# Pheasant Outing- Who is bringing what???



## Whit1 (Apr 27, 2001)

Spicy Hot gets my vote. Is there any other kind?....LOL!


----------



## knockoff64 (Oct 14, 2001)

Time to bump this up.

I will bring my wifes Italian Pasta Salad.
Flatware.
Paper Plates.
Paper Bowls.

Lets get an updated list, so as not to forget anything essential.


----------



## STEINFISHSKI (Jan 30, 2001)

I'll bring some italian beef and buns.

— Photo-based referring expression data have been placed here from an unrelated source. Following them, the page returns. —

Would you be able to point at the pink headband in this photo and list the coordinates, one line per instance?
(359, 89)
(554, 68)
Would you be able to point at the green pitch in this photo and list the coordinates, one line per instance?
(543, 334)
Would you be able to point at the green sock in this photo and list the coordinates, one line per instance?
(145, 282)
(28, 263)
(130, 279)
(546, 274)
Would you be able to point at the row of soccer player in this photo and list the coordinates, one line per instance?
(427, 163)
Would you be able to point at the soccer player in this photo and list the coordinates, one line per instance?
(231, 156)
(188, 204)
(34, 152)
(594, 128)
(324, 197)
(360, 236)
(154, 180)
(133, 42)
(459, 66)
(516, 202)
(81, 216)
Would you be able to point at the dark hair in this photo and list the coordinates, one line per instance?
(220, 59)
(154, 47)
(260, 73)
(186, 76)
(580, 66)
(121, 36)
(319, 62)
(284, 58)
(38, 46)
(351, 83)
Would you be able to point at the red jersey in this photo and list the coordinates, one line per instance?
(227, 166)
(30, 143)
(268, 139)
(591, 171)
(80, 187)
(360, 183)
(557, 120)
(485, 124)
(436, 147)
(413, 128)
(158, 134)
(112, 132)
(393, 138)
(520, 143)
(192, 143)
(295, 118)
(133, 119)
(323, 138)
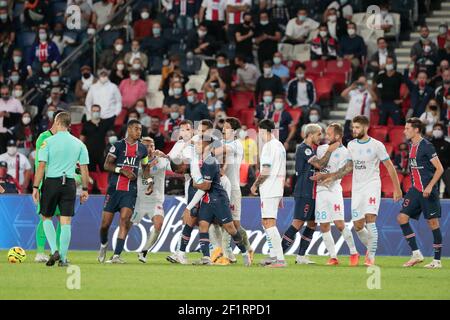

I need a plug for my crockpot and will bring a power strip so we can plug a few in with 1 outlet.


----------



## stevebrandle (Jan 23, 2000)

Hey, you'd think that since this is a pheasnat hunt we'd just plan on the AM crew feedin us all with the mornig's kill.


----------



## chromium (Oct 10, 2001)

*Let's just call it a Smorgasboard*

Let's try and keep this simple,

Knockoff said he will cover the Flatware, Paper Plates and Paper Bowls. (If you want me to bring some too John, let me know and I can split the cost with you.)

Everybody bring something to pass.......whatever you want.

The people hunting in the morning will put their food in the clubhouse when they arrive and the people from the afternoon hunt will put their food in the clubhouse when they arrive.

And then to keep it simple, eat what you want, when you want regardless of whether you are hunting in the morning or afternoon.

How does that sound??


----------



## Brian S (Apr 5, 2002)

Sounds like I may be tempted to just sit around and eat all day .

Can someone go shoot me a bird while I fix me another helpin'?

Honestly though, it sounds great.


----------



## chromium (Oct 10, 2001)

You wouldn't be that "Special Person" would you Kirk? 

Good idea.


----------



## kingfisher2 (Mar 22, 2001)

Since their seems to be a problem with who's eating what..etc.....I think the afternoon hunt needs to take responsibility and make sure the morning hunt folks get a safe ride home after they're fed....

you guys can eat the rest...lol

Marc...


----------



## knockoff64 (Oct 14, 2001)

I've got utensils (serving and eating), plates, bowls and napkins covered (for 50). And a pasta salad.

As stated, keep it simple, make your food easy to enjoy.

Someone should bring a power strip, in case there are not enough outlets.

Trout, if you can cover the grill, that would be great.

Anyone volunteer for non-alcoholic beverages?(Afternoon hunters will need some).


----------



## fishandhunt (Dec 14, 2000)

I'll bring some pies or sweets of some kind


----------



## chromium (Oct 10, 2001)

Sure Kirk. Sounds great.


----------



## knockoff64 (Oct 14, 2001)

You betchum' Kirk! 

P.S. John do you have a couple power strips covered?


----------



## gunrod (Jan 16, 2001)

I've been mulling this over and can't figure out what I'm bringing but it'll be something. I'm leaning towards deep frying a turkey on Saturday and bringing it for sandwiches or just pickin'.


----------



## chromium (Oct 10, 2001)

Yep. I'll cover the power strips.


----------



## knockoff64 (Oct 14, 2001)

That sounds great Pat. I'll take a drumstick!


----------



## Shoeman (Aug 26, 2000)

I'm still making Art's Famous Fish Sandwiches. 

Sounds like another M-S feast


----------



## mrlinden (Sep 16, 2002)

Its not much but I will plan on bringing some sweets- the old lady makes some good cookies! Do we still need a power strip? I've got an extra or two.

Mrlinden


----------



## chromium (Oct 10, 2001)

I've got the power strips covered.


----------



## gunrod (Jan 16, 2001)

I'm changing my dish to the recipe for the cheesy pheasant in the recipe forum. I don't have the pheasant yet so I'm gonna use some turkey and we can pour it over bread since I don't think I could keep rice or noodles until lunch. Besides, it will give everyone a chance to sample it for when they cook they're birds next week.

Too much wind and cold out there for the Turkey Fryer. It would take too long just to get the oil up to the right temp.


----------



## quest32a (Sep 25, 2001)

krispey kremes for the morning and then probably a snack for after. nothing to big, if we need any untensils someone pm me or if we need another kind of food let me know.


----------